Zenith Investment Partners’ Head of Responsible Investment & Sustainability, Dugald Higgins, has weighed in on the debate over what impacts Donald Trump’s U.S. election victory will have on environmental, social and governance (ESG) investing.
Higgins raised concerns over several policies mentioned by Trump that would pose risks to the progress made for ESG investing and in the pathway to net zero, including “scaling up fracking projects, ending all incentives for EV market development, rolling back fuel efficiency standards in cars, opening all federal lands for exploration for fossil fuels, and scrapping the Inflation Reduction Act”, in addition to pledging to withdraw from the Paris Agreement (again).
“At face value, it doesn’t look great. A Trump victory is clearly not a win for the environment and will severely limit America’s role in international climate agreements,” he said.
“Rolling back environmental protections and increasing fossil fuel production will make meeting international climate targets harder. Without US contributions, other countries will be reluctant to step up funding, making deeper emissions cuts harder to achieve.”
“The outcome of different views in the US between Federal vs state vs business is important. Federally, the SEC’s Climate Disclosure Rules are unlikely to survive a Trump administration. However, the impact of climate related laws may well continue at the state level as well as from overseas sources. For example, the change in administration will not impact California’s climate disclosure laws. Nor will it affect offshore regulations like the EU’s CSRD which requires many companies located in or conducting business in the EU, to report on sustainability matters. Despite Trump’s defiant stance on protectionism, the US cannot ignore increasing globalisation of rules on ESG and sustainability reporting.

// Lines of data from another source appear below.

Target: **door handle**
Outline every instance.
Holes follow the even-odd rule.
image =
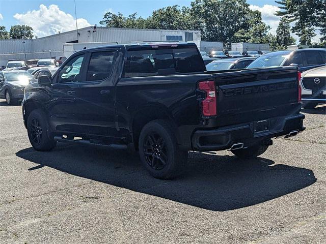
[[[110,94],[110,90],[101,90],[100,92],[101,94]]]

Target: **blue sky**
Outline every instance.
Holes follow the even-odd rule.
[[[274,13],[279,9],[274,0],[247,0],[251,9],[262,13],[263,21],[275,34],[279,18]],[[78,27],[99,24],[104,13],[110,11],[128,15],[137,12],[146,17],[153,10],[177,4],[189,6],[191,0],[76,0]],[[0,25],[9,30],[15,24],[27,24],[38,37],[74,29],[73,0],[0,0]],[[294,36],[297,39],[297,37]]]
[[[137,12],[140,16],[147,17],[151,14],[153,10],[175,4],[189,6],[191,2],[188,0],[76,0],[77,17],[87,20],[91,24],[98,25],[105,10],[112,10],[116,13],[121,12],[125,15]],[[265,4],[276,5],[275,2],[271,0],[249,0],[248,2],[259,7]],[[39,10],[41,4],[46,7],[57,5],[60,10],[74,17],[73,0],[0,0],[0,14],[3,17],[3,19],[0,19],[0,24],[9,29],[12,25],[21,23],[20,22],[23,21],[19,21],[14,15]]]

“Global climate action has evolved significantly since Trump’s last term – the momentum for decarbonisation is far broader and deeper than in 2016. Over half of the global economy are in the process of implementing ISSB-based standards into disclosures for companies, including in nine of the US top 10 export partners. Ultimately, a lot of US companies will still need to make environmental disclosures and face the investor scrutiny that comes with it.

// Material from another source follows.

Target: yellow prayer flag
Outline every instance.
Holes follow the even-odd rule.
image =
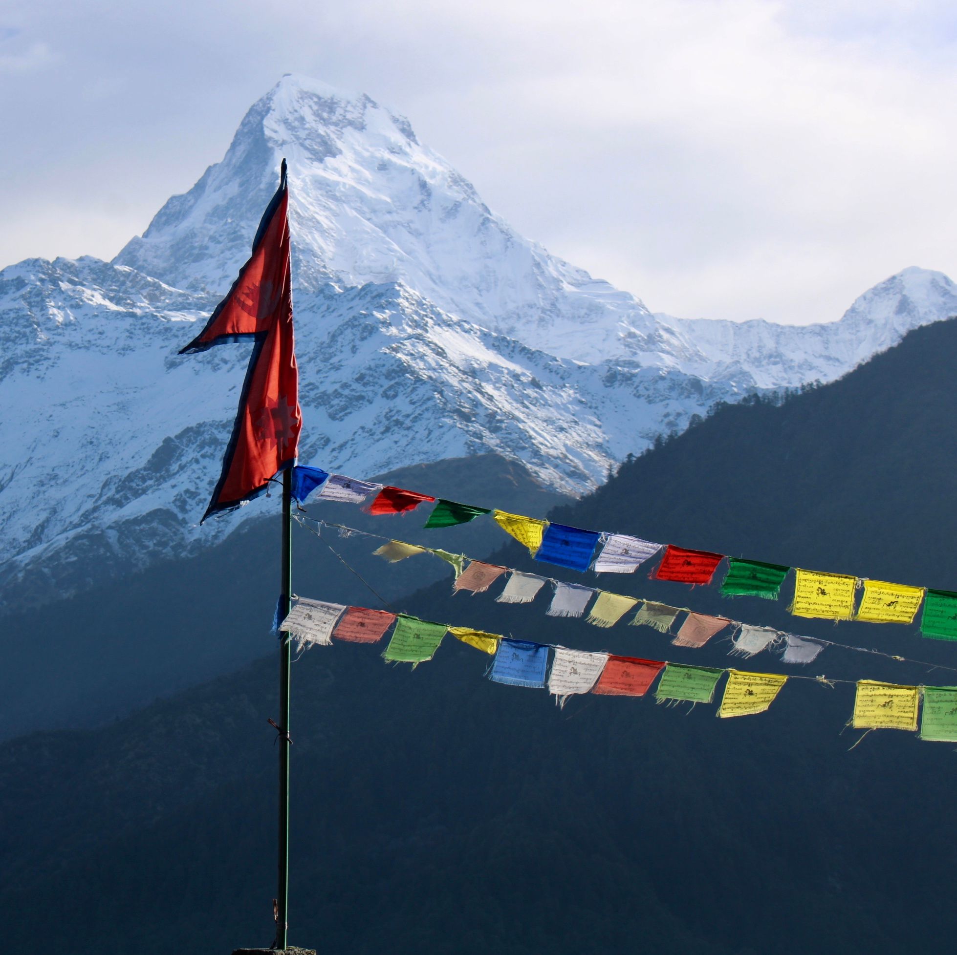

“Trump’s vow to gut Biden’s Inflation Reduction Act is also probably going to be a more nuanced proposition. A significant majority of announced clean energy and vehicle manufacturing investment and jobs which have been underpinned by IRA subsidies are in Republican districts. So while some elements of the IRA may be torched, it’s more likely to redistribute spending in the energy transition rather than end it.”

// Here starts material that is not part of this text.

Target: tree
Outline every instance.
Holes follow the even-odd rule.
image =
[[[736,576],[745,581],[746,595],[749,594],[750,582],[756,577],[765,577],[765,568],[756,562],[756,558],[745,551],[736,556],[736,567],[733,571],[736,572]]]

Higgins also suggested what conditions might be like for fund managers amid a Trump presidency de-prioritising ESG.
“It will depend on where you’re based and your aims. If you’re in the US, ESG as a term is likely to go further underground under Trump 2.0, meaning managers will largely continue to consider E, S & G issues purely from a fiduciary investment decision-making purpose, which ironically, they have tended to be doing anyway,” he said.
“But overt positioning is going to be challenged. Outside the US, I suspect managers will just soldier on, but positioning of portfolios is likely to experience some quick shifts if they haven’t already. If the US wants to remain competitive in the global economy, it can’t ignore the potential of green technologies for long, and those technologies need capital.”